By a pond on a sunny morning in May, a frog becomes a witness to how flora and fauna are slowly turning topsy-turvy.

Faster Movie, Kill Kill Kill
Thomas Isler, 1995, 16mm, b/w, 3:20 min.
A celebration in five acts of speed, aggression, intoxication and joy—an experimental attempt to reach the filmmaker’s physical and mental limits.

Der Komplex
Fabienne Boesch, degree project 2002, 35mm (Faz), color & b/w, 30 min.

Approximately 800 people representing different ethnic groups and social classes live in Zurich’s Lochergut high-rise housing project. A declaration of love of cultural exchange, neighborly tolerance and charming eccentricity.

Timing
Chris Niemeyer, degree project 1999, 35mm (Faz), b/w, 15 min.

A sci-fi thriller in which time has become merely a question of drugs. In CIP, a privately managed prison, Dr. Block manipulates an inmate’s perception of time. When Claire Lobos, the facility’s psychologist, finds out about it, she has to use
Dr. Block’s drugs to rescue the prisoner and herself.

Amnesie
Anne-Catherine Kunz, 1999, Beta SP, color, 7 min.

“My mother says I’m just like my grandmother—she simply went to sleep and didn’t want to get up anymore.”—Thoughts of a daughter in a hospital at 9:59 on a Sunday morning.

Wunderland
Michael Hertig, degree project 2000, 35mm (Faz), color, 11:20 min.

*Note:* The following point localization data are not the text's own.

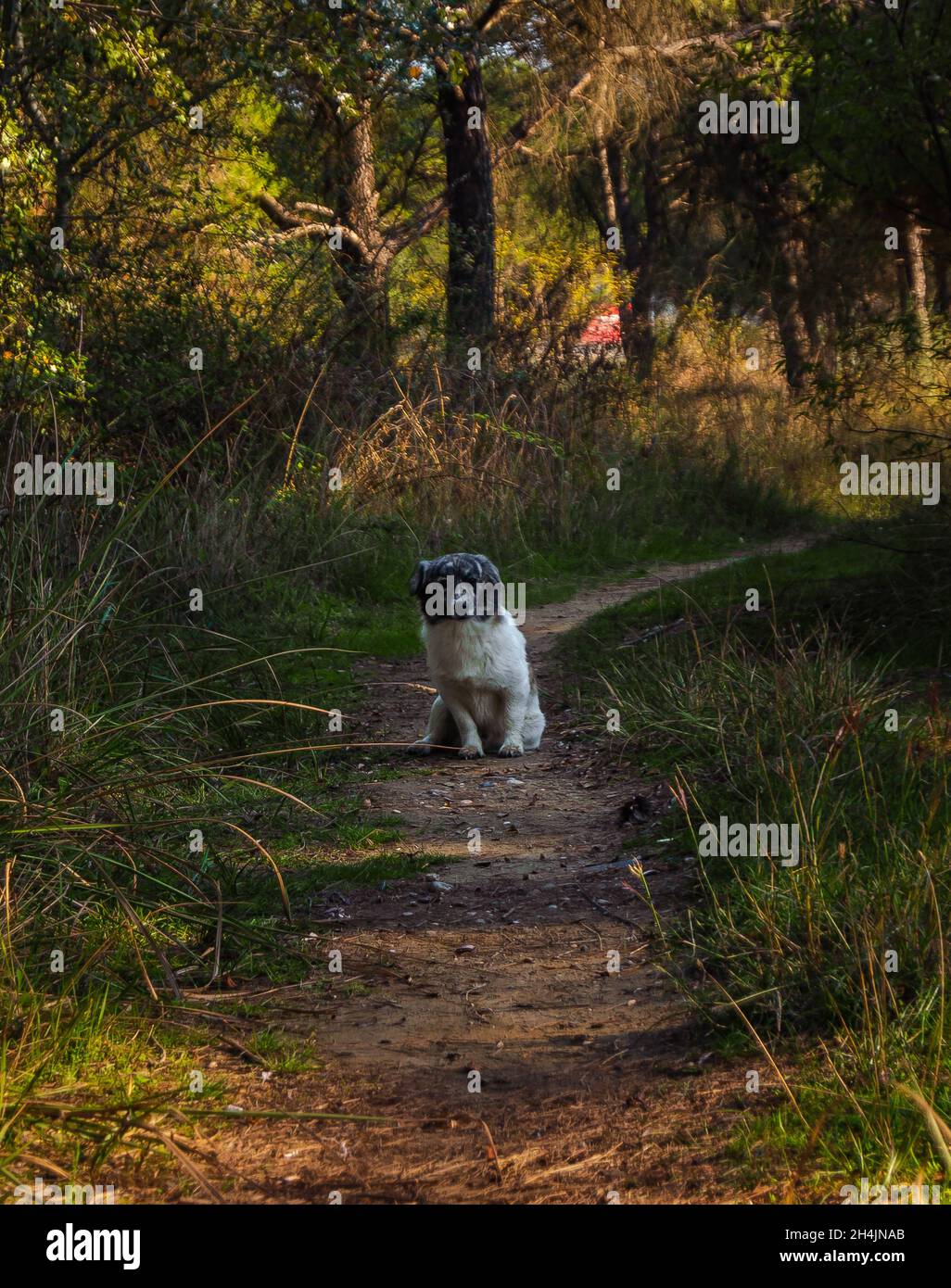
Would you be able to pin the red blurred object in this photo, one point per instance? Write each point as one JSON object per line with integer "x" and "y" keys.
{"x": 603, "y": 329}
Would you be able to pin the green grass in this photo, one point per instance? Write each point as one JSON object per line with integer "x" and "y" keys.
{"x": 182, "y": 722}
{"x": 781, "y": 715}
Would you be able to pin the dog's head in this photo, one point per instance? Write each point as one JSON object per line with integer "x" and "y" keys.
{"x": 458, "y": 587}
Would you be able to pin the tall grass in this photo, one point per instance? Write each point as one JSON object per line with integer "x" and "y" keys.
{"x": 781, "y": 717}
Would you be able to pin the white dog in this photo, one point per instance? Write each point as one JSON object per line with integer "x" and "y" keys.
{"x": 488, "y": 697}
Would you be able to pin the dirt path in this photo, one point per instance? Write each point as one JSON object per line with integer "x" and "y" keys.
{"x": 492, "y": 971}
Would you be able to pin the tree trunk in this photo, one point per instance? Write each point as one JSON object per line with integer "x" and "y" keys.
{"x": 942, "y": 284}
{"x": 776, "y": 224}
{"x": 918, "y": 281}
{"x": 471, "y": 208}
{"x": 365, "y": 263}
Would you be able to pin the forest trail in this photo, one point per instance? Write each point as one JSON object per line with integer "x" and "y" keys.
{"x": 593, "y": 1089}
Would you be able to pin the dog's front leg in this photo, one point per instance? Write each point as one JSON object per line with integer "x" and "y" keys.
{"x": 514, "y": 717}
{"x": 468, "y": 730}
{"x": 439, "y": 729}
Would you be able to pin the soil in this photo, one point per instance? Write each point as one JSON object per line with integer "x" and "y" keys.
{"x": 504, "y": 1014}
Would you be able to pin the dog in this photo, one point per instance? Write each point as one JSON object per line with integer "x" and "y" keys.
{"x": 488, "y": 697}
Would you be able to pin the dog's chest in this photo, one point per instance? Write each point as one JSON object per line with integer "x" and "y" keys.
{"x": 473, "y": 652}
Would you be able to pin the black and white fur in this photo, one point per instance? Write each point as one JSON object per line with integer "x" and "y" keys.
{"x": 488, "y": 699}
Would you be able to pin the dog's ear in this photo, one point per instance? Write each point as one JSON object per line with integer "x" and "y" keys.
{"x": 488, "y": 572}
{"x": 416, "y": 581}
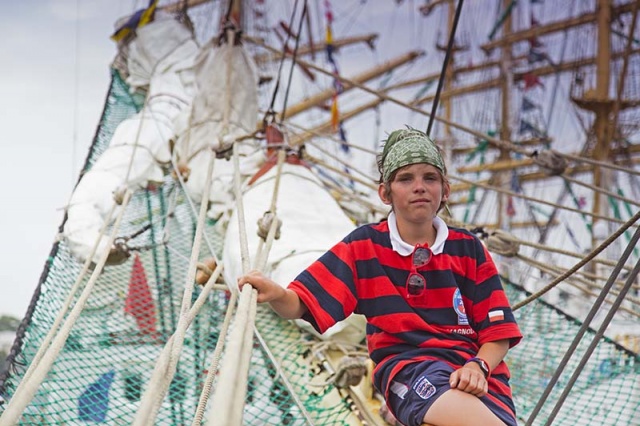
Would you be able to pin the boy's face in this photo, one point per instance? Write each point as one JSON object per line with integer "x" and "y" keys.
{"x": 417, "y": 191}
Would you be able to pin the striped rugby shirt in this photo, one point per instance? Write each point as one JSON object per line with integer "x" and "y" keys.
{"x": 463, "y": 306}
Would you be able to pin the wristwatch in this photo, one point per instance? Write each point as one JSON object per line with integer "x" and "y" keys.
{"x": 483, "y": 365}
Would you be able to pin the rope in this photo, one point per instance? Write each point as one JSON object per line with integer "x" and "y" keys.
{"x": 42, "y": 349}
{"x": 583, "y": 328}
{"x": 445, "y": 64}
{"x": 499, "y": 242}
{"x": 274, "y": 228}
{"x": 165, "y": 368}
{"x": 27, "y": 389}
{"x": 506, "y": 145}
{"x": 525, "y": 197}
{"x": 215, "y": 360}
{"x": 543, "y": 247}
{"x": 556, "y": 271}
{"x": 580, "y": 264}
{"x": 229, "y": 388}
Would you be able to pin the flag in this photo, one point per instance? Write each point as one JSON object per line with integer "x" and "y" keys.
{"x": 527, "y": 104}
{"x": 531, "y": 80}
{"x": 526, "y": 127}
{"x": 139, "y": 302}
{"x": 536, "y": 56}
{"x": 496, "y": 315}
{"x": 139, "y": 19}
{"x": 511, "y": 209}
{"x": 335, "y": 114}
{"x": 93, "y": 404}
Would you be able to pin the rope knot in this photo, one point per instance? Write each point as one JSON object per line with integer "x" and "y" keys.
{"x": 264, "y": 224}
{"x": 502, "y": 243}
{"x": 119, "y": 252}
{"x": 118, "y": 194}
{"x": 554, "y": 163}
{"x": 350, "y": 372}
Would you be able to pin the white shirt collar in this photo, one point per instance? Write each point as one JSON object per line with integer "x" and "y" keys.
{"x": 405, "y": 249}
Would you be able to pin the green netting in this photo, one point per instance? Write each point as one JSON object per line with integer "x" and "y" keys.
{"x": 109, "y": 356}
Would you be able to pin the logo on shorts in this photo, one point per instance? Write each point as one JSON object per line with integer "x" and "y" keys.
{"x": 424, "y": 388}
{"x": 399, "y": 389}
{"x": 458, "y": 306}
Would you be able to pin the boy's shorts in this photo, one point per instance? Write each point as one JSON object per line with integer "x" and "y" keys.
{"x": 416, "y": 387}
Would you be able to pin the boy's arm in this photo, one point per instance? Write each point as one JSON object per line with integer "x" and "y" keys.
{"x": 285, "y": 302}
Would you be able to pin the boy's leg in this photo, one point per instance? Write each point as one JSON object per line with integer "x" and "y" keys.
{"x": 458, "y": 408}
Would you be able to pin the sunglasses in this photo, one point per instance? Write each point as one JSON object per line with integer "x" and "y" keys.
{"x": 416, "y": 282}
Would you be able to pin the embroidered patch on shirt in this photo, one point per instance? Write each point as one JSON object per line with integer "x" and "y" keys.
{"x": 458, "y": 306}
{"x": 399, "y": 389}
{"x": 424, "y": 388}
{"x": 497, "y": 315}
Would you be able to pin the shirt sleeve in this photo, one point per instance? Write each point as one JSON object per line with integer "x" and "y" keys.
{"x": 327, "y": 287}
{"x": 492, "y": 315}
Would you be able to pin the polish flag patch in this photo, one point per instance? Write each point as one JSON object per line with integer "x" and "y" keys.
{"x": 497, "y": 315}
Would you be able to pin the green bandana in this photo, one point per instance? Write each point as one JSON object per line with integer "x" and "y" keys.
{"x": 409, "y": 146}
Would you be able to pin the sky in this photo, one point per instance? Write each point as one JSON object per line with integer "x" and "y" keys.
{"x": 56, "y": 56}
{"x": 53, "y": 81}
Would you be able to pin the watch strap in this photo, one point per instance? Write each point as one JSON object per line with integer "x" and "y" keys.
{"x": 484, "y": 366}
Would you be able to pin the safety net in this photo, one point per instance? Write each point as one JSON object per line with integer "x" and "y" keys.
{"x": 109, "y": 355}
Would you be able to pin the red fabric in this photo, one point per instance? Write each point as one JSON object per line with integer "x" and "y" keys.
{"x": 139, "y": 302}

A postcard. A short story about a vacation in a land without borders. Images. A
journey. Nothing is fixed, all is in motion. The only constant is that everything is
undergoing change and doing so unremittingly. The wonderland is exploding.

In cooperation with Moviemento, Linz.

Supplementary Notes:

The Film/Video Program has been offered for 11 years in Zurich. With 50 students, it provides the most comprehensive training in filmmaking available in Switzerland. The faculty members are Prof. Lucie Bader, Prof. Margit Eschenbach, Prof. Marille Hahne, Prof. Bernhard Lehner. The course of instruction also features numerous series of specialized seminars conducted by Swiss independent filmmakers. The “Jubiläum-Jubilee” DVD in the exhibition of works from the Department of Media and Art includes 17 additional student productions along with detailed and comprehensive supplementary material.